Hellbenders

“Look,” he said, indicating the object, “what that?”

Lonnie followed the line of the albino’s arm to where the object lay on the desert floor.

“Fucked if I know,” he murmured. “It’s not in our path, though, so why bother?”

“Because whatever make it mebbe is,” Jak answered.

Lonnie indicated his grudging agreement with a shrug. “Mebbe take a look, then,” he grunted, leading the party off their chosen course.

“Aw, c’mon, is this really necessary?” Mik moaned, his ratlike features contorted into mock agony. “We really need to make camp.”

“I don’t want to detour any more than you do,” Lonnie retorted hotly, “but Jak’s right, dammit. We can’t take risks out here.”

He led the group toward the object that Jak had questioned. It would waste little time and effort, in truth, as the object was only a short detour from their objective, and so would still enable them to make camp before the rapidly cooling night became too cold.

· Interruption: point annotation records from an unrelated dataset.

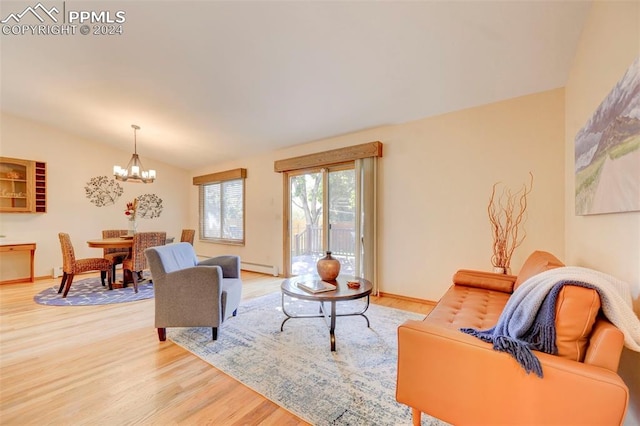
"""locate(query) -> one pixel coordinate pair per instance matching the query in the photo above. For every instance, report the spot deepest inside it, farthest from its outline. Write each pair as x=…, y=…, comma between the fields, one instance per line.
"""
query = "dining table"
x=125, y=241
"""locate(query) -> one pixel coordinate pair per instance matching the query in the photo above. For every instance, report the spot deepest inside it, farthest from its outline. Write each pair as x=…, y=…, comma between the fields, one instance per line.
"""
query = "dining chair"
x=72, y=266
x=114, y=255
x=187, y=236
x=137, y=262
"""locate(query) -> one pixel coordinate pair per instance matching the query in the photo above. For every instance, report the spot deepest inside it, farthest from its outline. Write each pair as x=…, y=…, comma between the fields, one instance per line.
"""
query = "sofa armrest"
x=230, y=265
x=486, y=280
x=462, y=380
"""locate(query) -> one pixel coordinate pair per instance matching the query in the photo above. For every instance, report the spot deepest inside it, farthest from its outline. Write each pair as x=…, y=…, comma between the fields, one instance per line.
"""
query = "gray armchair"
x=189, y=293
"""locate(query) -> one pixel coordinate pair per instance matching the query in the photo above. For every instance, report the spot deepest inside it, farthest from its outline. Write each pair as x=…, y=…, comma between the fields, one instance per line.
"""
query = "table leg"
x=332, y=328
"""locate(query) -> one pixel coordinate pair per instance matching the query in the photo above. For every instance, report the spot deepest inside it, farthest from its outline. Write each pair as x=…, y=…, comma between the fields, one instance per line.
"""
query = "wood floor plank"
x=97, y=365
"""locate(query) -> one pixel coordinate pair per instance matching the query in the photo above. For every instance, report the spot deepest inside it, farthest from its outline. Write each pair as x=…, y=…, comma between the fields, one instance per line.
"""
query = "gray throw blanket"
x=540, y=336
x=527, y=322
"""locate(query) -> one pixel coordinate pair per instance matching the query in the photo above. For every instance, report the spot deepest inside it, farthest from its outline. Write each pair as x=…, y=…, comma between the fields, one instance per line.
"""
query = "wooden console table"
x=19, y=247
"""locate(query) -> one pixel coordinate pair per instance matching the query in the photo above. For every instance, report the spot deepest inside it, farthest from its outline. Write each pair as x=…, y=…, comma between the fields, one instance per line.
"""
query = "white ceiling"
x=212, y=81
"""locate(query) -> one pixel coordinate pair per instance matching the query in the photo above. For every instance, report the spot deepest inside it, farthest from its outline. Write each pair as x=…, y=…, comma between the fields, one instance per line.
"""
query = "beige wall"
x=71, y=162
x=435, y=181
x=610, y=242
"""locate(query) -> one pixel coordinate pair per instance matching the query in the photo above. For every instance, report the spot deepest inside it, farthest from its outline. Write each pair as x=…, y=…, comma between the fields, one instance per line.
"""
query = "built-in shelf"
x=23, y=186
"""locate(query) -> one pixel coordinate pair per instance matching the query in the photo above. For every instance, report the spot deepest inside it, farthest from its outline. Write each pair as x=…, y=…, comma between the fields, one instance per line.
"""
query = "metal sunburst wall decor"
x=149, y=206
x=103, y=191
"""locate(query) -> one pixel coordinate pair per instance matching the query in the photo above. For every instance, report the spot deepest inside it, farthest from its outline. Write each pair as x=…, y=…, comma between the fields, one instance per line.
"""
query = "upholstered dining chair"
x=114, y=255
x=137, y=262
x=187, y=236
x=72, y=266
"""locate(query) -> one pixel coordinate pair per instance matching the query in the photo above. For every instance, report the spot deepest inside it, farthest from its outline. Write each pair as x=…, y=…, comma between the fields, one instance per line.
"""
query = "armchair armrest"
x=230, y=265
x=486, y=280
x=462, y=380
x=189, y=297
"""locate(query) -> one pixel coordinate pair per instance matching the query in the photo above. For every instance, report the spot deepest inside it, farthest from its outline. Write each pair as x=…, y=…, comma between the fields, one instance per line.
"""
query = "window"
x=222, y=206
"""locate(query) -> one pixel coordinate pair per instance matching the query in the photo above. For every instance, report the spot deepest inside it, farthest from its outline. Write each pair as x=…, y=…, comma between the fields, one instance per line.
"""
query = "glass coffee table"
x=327, y=300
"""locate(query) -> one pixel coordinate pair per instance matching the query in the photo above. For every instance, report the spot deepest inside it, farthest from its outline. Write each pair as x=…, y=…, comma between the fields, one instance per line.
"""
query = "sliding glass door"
x=322, y=217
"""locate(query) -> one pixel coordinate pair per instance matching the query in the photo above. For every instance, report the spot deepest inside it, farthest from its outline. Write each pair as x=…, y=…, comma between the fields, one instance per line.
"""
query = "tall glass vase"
x=133, y=226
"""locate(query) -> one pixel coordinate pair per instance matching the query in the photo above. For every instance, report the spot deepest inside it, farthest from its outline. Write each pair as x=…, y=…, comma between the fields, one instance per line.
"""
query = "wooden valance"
x=220, y=176
x=334, y=156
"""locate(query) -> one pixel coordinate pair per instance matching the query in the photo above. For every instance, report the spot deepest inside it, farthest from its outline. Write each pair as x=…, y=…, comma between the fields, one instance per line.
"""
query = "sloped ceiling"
x=213, y=81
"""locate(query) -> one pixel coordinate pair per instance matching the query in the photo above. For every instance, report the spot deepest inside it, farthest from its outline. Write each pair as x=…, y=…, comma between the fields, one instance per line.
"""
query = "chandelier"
x=134, y=172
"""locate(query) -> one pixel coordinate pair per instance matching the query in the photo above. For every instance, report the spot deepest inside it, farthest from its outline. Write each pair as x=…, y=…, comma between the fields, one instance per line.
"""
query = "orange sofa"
x=462, y=380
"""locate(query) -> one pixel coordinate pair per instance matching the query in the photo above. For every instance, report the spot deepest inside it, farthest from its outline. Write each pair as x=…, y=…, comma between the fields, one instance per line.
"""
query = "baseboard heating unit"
x=258, y=267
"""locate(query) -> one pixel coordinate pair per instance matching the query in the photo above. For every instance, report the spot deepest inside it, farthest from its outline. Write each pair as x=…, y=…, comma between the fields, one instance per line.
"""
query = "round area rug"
x=90, y=291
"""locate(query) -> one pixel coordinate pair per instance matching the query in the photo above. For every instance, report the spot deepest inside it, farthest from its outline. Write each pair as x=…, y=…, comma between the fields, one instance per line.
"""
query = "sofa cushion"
x=463, y=306
x=538, y=261
x=576, y=312
x=486, y=280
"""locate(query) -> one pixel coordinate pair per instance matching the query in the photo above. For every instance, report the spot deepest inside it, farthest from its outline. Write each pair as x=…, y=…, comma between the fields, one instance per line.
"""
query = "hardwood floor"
x=99, y=365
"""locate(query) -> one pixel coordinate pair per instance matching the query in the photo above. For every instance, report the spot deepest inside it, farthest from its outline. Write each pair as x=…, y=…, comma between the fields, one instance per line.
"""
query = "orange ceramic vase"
x=328, y=267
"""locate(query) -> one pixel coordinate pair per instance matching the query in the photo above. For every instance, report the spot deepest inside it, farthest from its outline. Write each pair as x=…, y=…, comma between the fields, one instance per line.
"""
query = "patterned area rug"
x=297, y=370
x=90, y=291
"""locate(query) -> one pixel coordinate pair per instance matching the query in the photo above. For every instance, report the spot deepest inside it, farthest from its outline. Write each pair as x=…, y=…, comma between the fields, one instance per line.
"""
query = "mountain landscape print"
x=607, y=151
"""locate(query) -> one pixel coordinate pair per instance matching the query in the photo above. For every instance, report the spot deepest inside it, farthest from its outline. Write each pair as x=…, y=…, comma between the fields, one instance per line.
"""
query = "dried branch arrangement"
x=506, y=215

As they approached the object, they realized that it was much taller than it at first appeared. It was about ten feet in height, and seemed to be made of a spiral of round earth, damp and somehow molded together, that wound its way up from a broad base to a point that seemed to end arbitrarily. They gathered around the bottom of it, and at a gesture from Lonnie spread out so that they encircled it.

“What you reckon?” Lonnie rasped. “How far around does this damn thing go?”

“Got to be twenty-five, thirty feet,” Dean answered. “Shit, what makes something this big? And how?” Tilly asked tremulously.

“That ain’t difficult to answer,” Danny said with a sad shake of his head. “Think about it, Tilly. What do we know that’s this big?”

“You have got to be kidding me,” she replied. “Not all the way out here?”

“My dear girl,” Doc chided softly, “just because you think of those rather large worms as always burrowing through the depths of what you have taken as your home, it doesn’t mean that they exist purely within the confines of that area alone. Good Lord, they are, after all, in transit. Where, pray tell, do you think they have come from, or indeed where they are going?”

“Yeah,” Mik interjected, “but you never see anything like that down in the tunnels, for Chrissakes…just what the fuck is it, exactly?”

“A cast,” Dean answered him in a matter-of-fact tone. “It’s what the worm shits out after it’s eaten its way through the earth.”

Mik stepped back. “So this is worm shit?” he screeched.

Dean allowed himself a laugh. “Yeah, good as.”

Mik spit on the ground, and was about to say something when Lonnie cut him short.

“If it’s leaving this here,” the recce leader stated flatly, “then it means that it must have surfaced near here.”

Jak nodded. “Wonder how long that take you,” he muttered. “Check it long gone, yeah?”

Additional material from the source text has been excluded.